Reading Online Novel

The Magus of Hay(11)



And when the crowds went home and the tents came down, it was still this small, once-walled medieval town that sold cattle feed and local honey between the second-hand books.

‘But now something’s slipping away?’ Betty said.

‘Like everyplace. Greedy bankers, idiots in government, the Internet collapsing high streets. Then the King’s health breaks down and he doesn’t get to spend as much time here. The castle goes on the market, and now it’s in the hands of a trust which may or may not pull it together. And the ideas that took the town on to a new level are just… running down.’

‘So it needs… us?’

Oh God. Robin was viewing his possible encounter with the King as a sign of converging destinies.

‘Needs people with commitment to more than their own bank accounts. Needs reconnecting to its energy-source.’

This was Robin, seeing everything in mystical terms. Betty thought it would have been so much easier if they’d come here a few years ago, before they’d bought a farmhouse with a ruined church on it and Robin’s body had been smashed by falling masonry.

‘We should go back,’ Robin said. ‘Gotta be some other place for rent.’

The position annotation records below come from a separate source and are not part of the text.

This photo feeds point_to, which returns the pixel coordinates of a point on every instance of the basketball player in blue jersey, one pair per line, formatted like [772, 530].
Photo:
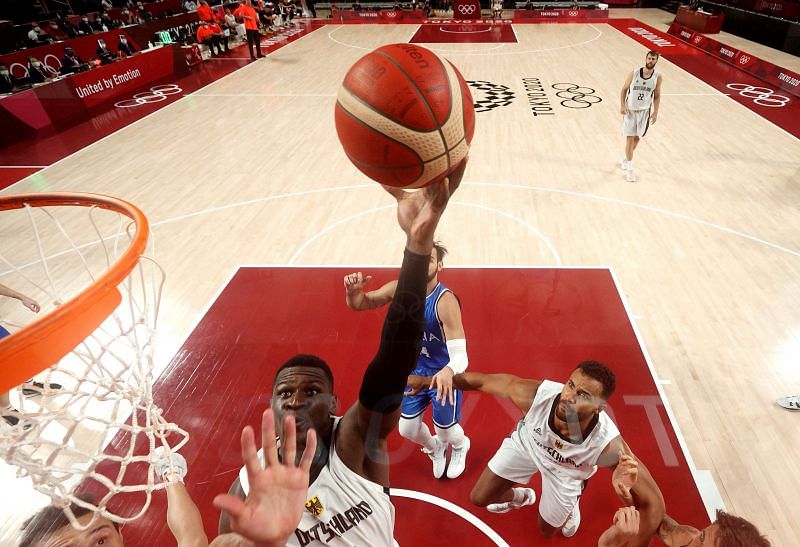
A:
[639, 100]
[564, 435]
[443, 354]
[348, 501]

‘Let’s wait awhile, see what happens.’

‘That’s what you had from the tarot?’

Betty said nothing. Although the tarot was just points of reference, a way of seeing what, deep down, you already knew, it still scared Robin.

‘Could be like old times,’ he said. ‘Like the first apartment.’

The first apartment was when he’d followed her home to the UK after they’d met at a Wiccan international moot in Salem, Mass. Robin attending as an exhibitor of artwork for pulp fantasy novels, Betty as… well, as a witch. A sublime witch, Robin used to say, with hair like a cornfield in the warm days before the harvest, telling her how he’d felt his whole being drawn into a vortex of obsessive love… and something more, something epic and mythological that he could evoke in gouache and coloured inks but would never understand.

The way Betty saw it, him following her home to England, embracing paganism, had been like going to live in his own artwork. Which was fine, until the lucrative Lord Madoc series had suddenly been terminated and the other cover-artwork it had brought in began to tail off in the wake of a betrayal that made you realize that no religion run by human beings should ever be trusted.

‘Of course, we were young, then,’ Betty said.

‘We’re still young.’

‘What’s left of us.’

‘OK,’ Robin said angrily, ‘we’ll stay here. You can aspire to three days a week on the checkout and I can sit on my sorry ass trying to paint over the sound of lawnmowers and… and life grinds on.’

It was a matter of supreme irony to Robin that he now had an actual sorry ass.

‘OK, we’ll go tomorrow,’ Betty said.

The entry to Back Fold was facing them next morning as they came out of the parking lot, but they ignored it, heading up an adjacent short track that led around the castle and accessed stone steps leading down through its grounds to the marketplace.

At the bottom of the castle hill, there were unattended open-air bookshelves full of cheap books they relied on visitors’ honesty to pay for. Used to be books all over the castle itself, Robin told Betty – at least the parts you were allowed into without a hard hat. And down in the town even the shops that weren’t bookstores – the antique shops, the jeweller’s – all sold a few books as well.

Books had become the town’s circulation system. Carrying the energy, the mojo.



‘You take out books,’ Robin said, ‘you’re weakening the system. You’re inviting, like, entropy. So whatever they do to this castle, books need to be part of it. Crucial.’

Betty looked up at the castle. They were under the heavy medieval tower, with massive oak doors in the portcullis opening. Doors so huge and damaged they could even be original. A shudder took Betty by surprise; a voice from the square stopped her thinking about it.

‘Mr and Mrs Thorogood.’

A very dry, very Home Counties voice. Betty turned slowly.

‘Mr Oliver.’

‘So you’re back.’ He was in an Edwardian-length jacket, a suede hat with a turned down brim. ‘Still looking for a shop? I confess I didn’t think you were particularly serious about acquiring a lease on mine.’

‘I tend not to do things for laughs.’ Robin leaned on his stick. ‘Any more.’

‘Then I apologize. As you can imagine, there are passing tourists who just get it into their heads that they’d like to be booksellers.’